3.      Manajemen Permodalan Bank Pembiayaan Rakyat Syariah
Untuk mendirikan dan memiliki BPRS berdasarkan (Pasal 4) Peraturan Bank Indonesia No. 6/17/PBI/2004 modal yang harus disetor adalah:[13]
a.       Rp. 2.000.000.000,00 (dua miliar rupiah) untuk BPRS yang didirikan di wilayah Daerah Khusus Ibukota Jakarta Raya dan Kabupaten/Kota Tangerang, Bogor, Depok, dan Bekasi;
b.      Rp. 1.000.000.000,00 (satu miliar rupiah) untuk BPRS yang didirikan di wilayah ibukota propinsi di luar wilayah tersebut pada huruf a di atas;
c.       Rp. 500.000.000,00 (lima ratus juta rupiah) untuk BPRS yang didirikan di luar wilayah tersebut pada huruf a dan huruf b di atas.
Dalam mendirikan BPRS, ada beberapa hal yang harus dipenuhi, antara lain:[14]


a.       Persyaratan Umum
1)      BPRS yang telah memperoleh izin dari Menteri Keuangan RI dan mendengar pertimbangan Bank Indonesia.
2)      Bentuk badan hukum BPRS, perusahaan daerah, koperasi dan Perseroan Terbatas (PT).
3)      Didirikan dan dimiliki oleh Pemda, koperasi dan Perseroan Terbatas (PT).
4)      Tempat kedudukan BPRS di kecamatan di luar ibu kota negara, ibu kota Dati I dan Dati II.
5)      Wilayah pelayanan mencakup desa-desa dan perkotaan di satu wilayah kecamatan kedudukan BPRS.
6)      Usaha meliputi tabungan dan deposito berjangka dan memberikan kredit kepada pengusaha kecil.
7)      Modal disetor minimal Rp 50.000.000.
8)      Penanaman modal aktiva tidak boleh melebihi 50% dari modal sendiri.

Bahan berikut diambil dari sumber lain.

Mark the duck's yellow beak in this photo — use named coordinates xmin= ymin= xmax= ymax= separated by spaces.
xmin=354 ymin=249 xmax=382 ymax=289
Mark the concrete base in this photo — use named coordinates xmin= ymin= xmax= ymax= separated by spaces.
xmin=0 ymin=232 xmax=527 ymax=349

9)      Mayoritas direksi harus berpengalaman dalam operasional bank minimal satu tahun.
b.      Permohonan Izin Prinsip
1)      BPRS berbentuk Perseroan Terbatas
a)      Siapkan modal disetor minimal Rp 15.000.000 atau 30% dari total modal disetor.
b)      Siapkan minimal dua nama yang akan dipakai BPRS dan selanjutnya mintakan persetujuan ke Departemen Kehakiman.

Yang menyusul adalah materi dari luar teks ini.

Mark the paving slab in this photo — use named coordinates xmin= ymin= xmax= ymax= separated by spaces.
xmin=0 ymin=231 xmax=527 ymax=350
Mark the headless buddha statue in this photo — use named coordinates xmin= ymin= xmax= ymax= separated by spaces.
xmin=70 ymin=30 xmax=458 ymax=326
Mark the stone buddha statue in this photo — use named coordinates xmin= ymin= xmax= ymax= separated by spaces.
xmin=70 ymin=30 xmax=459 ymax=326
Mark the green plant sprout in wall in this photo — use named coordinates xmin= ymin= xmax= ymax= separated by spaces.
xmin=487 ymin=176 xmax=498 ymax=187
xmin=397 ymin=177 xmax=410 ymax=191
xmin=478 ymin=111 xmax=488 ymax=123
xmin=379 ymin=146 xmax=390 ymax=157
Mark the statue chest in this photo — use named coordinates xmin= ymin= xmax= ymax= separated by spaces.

2)      BPRS tidak berbentuk Perseroan Terbatas
Menyesuaikan diri dengan ketentuan yang telah digariskan oleh departemen terkait.


3)      Permohonan izin prinsip
Mengajukan permohonan tertulis dialamtkan ke Menteri Keuangan RI dengan melampirkan:
a)      Rencana akte pendirian dan Anggaran Dasar (AD) BPRS.
b)      Rencana kerja BPRS pada tahun pertama.
c)      Daftar calon direksi, dewan komisaris dan pengawas Syariah.
d)     Photocopy bukti setoran sebesar Rp 15.000.000 pada rekening Menteri Keuangan pada bank pemerintah, yang merupakan 30% dari modal disetor minimum dan telah dilegalisir oleh Bank Pemerintah yang bersangkutan.
c.       Permohonan Izin Usaha
Mengajukan permohonan izin usaha dan diajukan ke Menteri Keuangan RI dengan melampirkan:
1)      Photocopy bukti setoran sebesar Rp 35.000.000 pada rekening Menteri Keuangan pada bank pemerintah, yang merupakan 70% dari modal disetor minimum dan telah dilegalisir oleh bank pemerintah bersangkutan.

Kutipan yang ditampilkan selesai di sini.